Searchable abstracts of presentations at key conferences in endocrinology
Endocrine Abstracts (2015) 37 EP86 | DOI: 10.1530/endoabs.37.EP86

ECE2015 Eposter Presentations Adrenal cortex (94 abstracts)

Challenges in a the management of adrenal Cushing's syndrome associated with bilateral adrenal tumours and uterine leiomyoma

Catalina Poiana 1, , Mara Carsote 1, , Adriana Gruia 3 , Dan Peretianu 4 , Ermina Gheorghiu 2 , Rodica Petris 3 , Sorin Paun 1, , Anda Dumitrascu 2 & Dan Hortopan 2


1C. Davila University of Medicine and Pharmacy, Bucharest, Romania; 2C.I.Parhon National Institute of Endocrinology, Bucharest, Romania; 3Medlife Medical Centre, Bucharest, Romania; 4SCM Povernei Medical Centre, Bucharest, Romania; 5Floreasca Emergency Hospital, Bucharest, Romania.

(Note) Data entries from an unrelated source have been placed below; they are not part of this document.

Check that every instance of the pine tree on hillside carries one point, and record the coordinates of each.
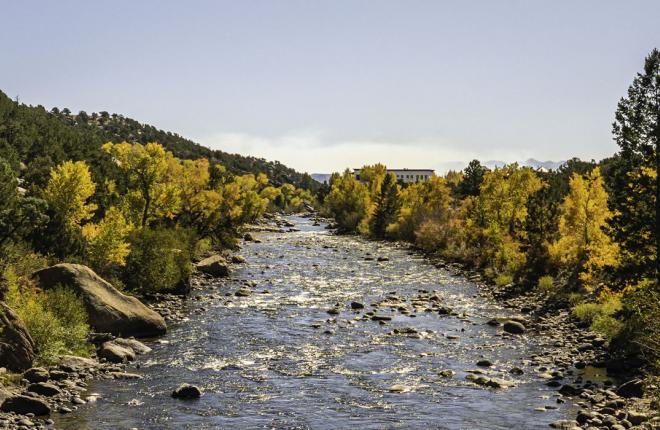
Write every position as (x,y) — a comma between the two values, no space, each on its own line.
(387,206)
(634,175)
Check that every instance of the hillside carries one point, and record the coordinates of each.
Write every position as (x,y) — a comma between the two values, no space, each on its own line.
(40,139)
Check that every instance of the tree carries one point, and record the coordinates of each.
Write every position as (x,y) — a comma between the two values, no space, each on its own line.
(634,177)
(147,168)
(504,193)
(583,247)
(69,187)
(106,242)
(387,206)
(348,201)
(473,176)
(19,215)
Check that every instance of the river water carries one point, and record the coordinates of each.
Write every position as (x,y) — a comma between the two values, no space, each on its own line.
(277,359)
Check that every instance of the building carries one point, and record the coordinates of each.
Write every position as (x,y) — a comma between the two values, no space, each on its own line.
(406,175)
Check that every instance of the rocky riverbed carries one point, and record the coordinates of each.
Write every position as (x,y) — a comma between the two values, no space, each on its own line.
(313,330)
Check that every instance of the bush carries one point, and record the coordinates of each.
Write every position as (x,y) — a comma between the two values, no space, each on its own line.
(601,316)
(546,284)
(159,261)
(202,247)
(56,319)
(586,312)
(640,334)
(503,279)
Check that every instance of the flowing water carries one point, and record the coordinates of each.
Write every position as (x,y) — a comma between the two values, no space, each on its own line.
(277,359)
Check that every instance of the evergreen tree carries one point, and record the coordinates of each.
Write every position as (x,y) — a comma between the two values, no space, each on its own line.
(473,176)
(634,175)
(387,206)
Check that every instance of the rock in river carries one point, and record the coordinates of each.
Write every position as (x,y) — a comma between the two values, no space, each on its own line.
(116,353)
(187,391)
(109,310)
(45,389)
(36,374)
(16,345)
(633,388)
(25,405)
(214,265)
(514,327)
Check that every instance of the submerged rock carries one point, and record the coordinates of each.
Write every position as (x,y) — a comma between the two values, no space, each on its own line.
(109,310)
(187,391)
(36,374)
(45,389)
(137,346)
(633,388)
(513,327)
(243,292)
(116,353)
(237,259)
(16,344)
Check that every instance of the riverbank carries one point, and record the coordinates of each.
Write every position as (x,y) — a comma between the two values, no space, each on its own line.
(282,335)
(624,399)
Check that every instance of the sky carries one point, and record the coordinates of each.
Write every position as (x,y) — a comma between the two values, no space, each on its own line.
(325,85)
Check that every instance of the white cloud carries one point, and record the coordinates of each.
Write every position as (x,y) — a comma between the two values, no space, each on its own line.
(315,152)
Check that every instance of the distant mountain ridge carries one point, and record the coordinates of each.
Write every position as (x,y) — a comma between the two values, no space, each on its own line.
(41,138)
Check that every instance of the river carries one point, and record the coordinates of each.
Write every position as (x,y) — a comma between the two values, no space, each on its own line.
(278,359)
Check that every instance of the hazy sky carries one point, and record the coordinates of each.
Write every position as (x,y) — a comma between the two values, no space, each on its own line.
(323,85)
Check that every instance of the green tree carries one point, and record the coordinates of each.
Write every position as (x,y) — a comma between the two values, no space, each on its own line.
(634,175)
(19,214)
(473,176)
(387,206)
(149,169)
(69,188)
(348,201)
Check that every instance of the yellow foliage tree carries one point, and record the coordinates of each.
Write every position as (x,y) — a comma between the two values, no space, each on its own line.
(150,170)
(69,187)
(583,246)
(106,243)
(504,194)
(348,201)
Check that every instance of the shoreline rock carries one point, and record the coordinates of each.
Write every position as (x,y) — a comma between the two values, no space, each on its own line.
(109,310)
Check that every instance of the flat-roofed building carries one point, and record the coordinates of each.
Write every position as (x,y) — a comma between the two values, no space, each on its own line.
(406,175)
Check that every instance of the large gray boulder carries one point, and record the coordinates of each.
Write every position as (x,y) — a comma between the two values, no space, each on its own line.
(214,265)
(16,345)
(109,310)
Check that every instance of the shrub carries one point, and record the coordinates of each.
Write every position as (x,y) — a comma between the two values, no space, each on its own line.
(640,334)
(546,284)
(586,312)
(606,325)
(601,316)
(159,261)
(202,246)
(503,279)
(56,319)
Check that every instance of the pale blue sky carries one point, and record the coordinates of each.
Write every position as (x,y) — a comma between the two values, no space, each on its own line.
(323,85)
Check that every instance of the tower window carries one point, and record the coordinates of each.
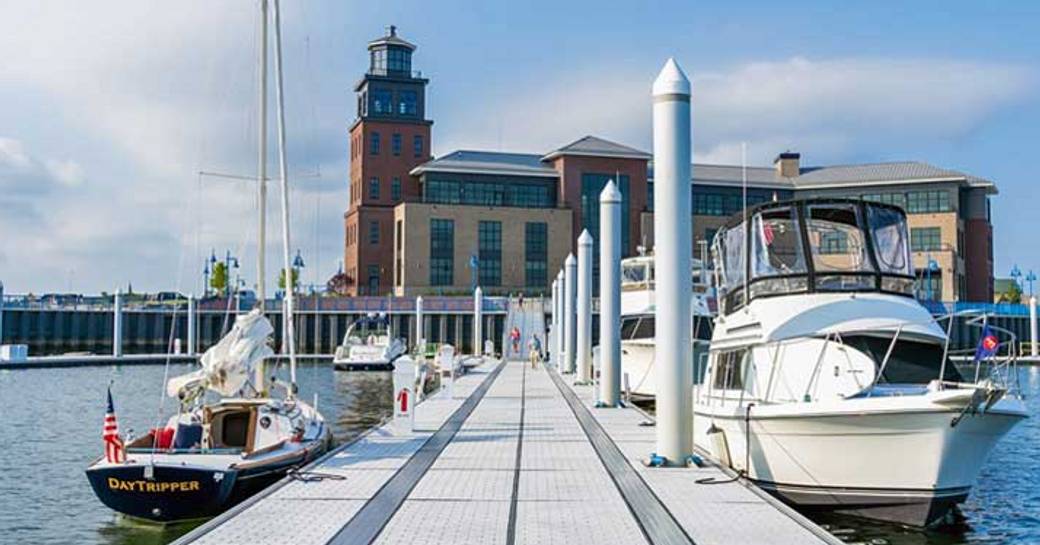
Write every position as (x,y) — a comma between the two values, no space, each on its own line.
(382,101)
(373,188)
(407,103)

Introduction: The Cushing’s syndrome associated bilateral adrenal tumours comprise a wide area of diagnosis; the therapeutic approach is challenging since unilateral intervention might involve persistent hypercotisolemia, and bilateral adrenalectomy induces chronic adrenal insufficiency. The adrenal vein catheterism is not available in many countries.

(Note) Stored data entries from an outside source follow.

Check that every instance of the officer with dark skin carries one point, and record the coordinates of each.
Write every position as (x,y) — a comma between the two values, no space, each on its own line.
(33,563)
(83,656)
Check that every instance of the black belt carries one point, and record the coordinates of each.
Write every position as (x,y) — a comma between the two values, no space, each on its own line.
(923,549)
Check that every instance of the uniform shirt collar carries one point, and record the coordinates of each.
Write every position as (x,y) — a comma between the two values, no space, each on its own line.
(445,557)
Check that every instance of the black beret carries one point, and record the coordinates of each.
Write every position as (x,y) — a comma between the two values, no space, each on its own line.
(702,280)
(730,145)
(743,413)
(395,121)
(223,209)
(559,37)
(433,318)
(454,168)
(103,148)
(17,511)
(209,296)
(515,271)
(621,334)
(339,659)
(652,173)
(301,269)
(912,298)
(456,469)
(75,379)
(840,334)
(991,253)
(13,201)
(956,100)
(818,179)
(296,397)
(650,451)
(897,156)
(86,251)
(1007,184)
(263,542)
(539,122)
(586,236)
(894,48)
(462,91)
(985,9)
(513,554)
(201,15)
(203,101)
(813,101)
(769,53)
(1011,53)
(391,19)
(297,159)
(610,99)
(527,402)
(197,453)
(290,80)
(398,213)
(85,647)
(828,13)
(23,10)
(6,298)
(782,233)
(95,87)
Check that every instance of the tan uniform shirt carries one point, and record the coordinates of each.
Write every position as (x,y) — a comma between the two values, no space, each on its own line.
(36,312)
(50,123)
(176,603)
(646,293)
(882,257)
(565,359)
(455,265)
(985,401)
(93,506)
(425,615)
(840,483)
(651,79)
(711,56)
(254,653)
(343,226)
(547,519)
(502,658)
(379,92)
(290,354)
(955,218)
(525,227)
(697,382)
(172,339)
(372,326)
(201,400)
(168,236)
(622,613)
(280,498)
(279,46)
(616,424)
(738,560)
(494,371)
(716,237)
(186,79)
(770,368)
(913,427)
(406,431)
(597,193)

Case report: 50-year old non-smoker female has the following medical history: 2 years ago she presented to endocrinology because of weight gain with android features. On admission, diabetes mellitus and high cholesterol were found. The plasma ACTH was low (of 3 pg/ml), and the 2 mg of 2 days dexametasone suppression test showed no suppression of plasma morning cortisol. The computed tomography showed a right adrenal tumour of maximum 3 cm diameter and a smaller left adrenal tumour. Laparoscopic right adrenalectomy was performed. After surgery, no sign of adrenal insufficiency was found, so no glucocorticoid substitution was necessary. The blood levels remained normal. Six months after surgery, the morning plasma cortisol after 2 mg or 2 days dexametasone was 1.13 μg/dl. After six more months, the patient accused asthenia, and presented hemorrhagic diathesis as skin bruising, and three episodes of menopausal metrorrhagia. Also, the Cushing syndrome was suspected, the adrenal axes remained normal (morning cortisol of 11.9 μg/dl, ACTH of 7 pg/ml) but the left adrenal tumour increased at 4 cm maximum diameter; the pelvic ultrasound revealed an uterine leiomyoma of 2.82 cm. Endometrial haemostasis was performed by biopsy. 18 months after surgery the patient felt well, and the dexamethasone suppression test was still normal. Close follow-up is necessary.

Conclusion: Unilateral adrenalectomy in the bilateral adrenal tumours underling Cushing’s syndrome may involve the syndrome remission but life follow-up is necessary because the risk of syndrome relapsing (in case of bilateral macronodular hyperplasia); the lack of adrenal insufficiency after first intervention is the marker of bilateral involvement.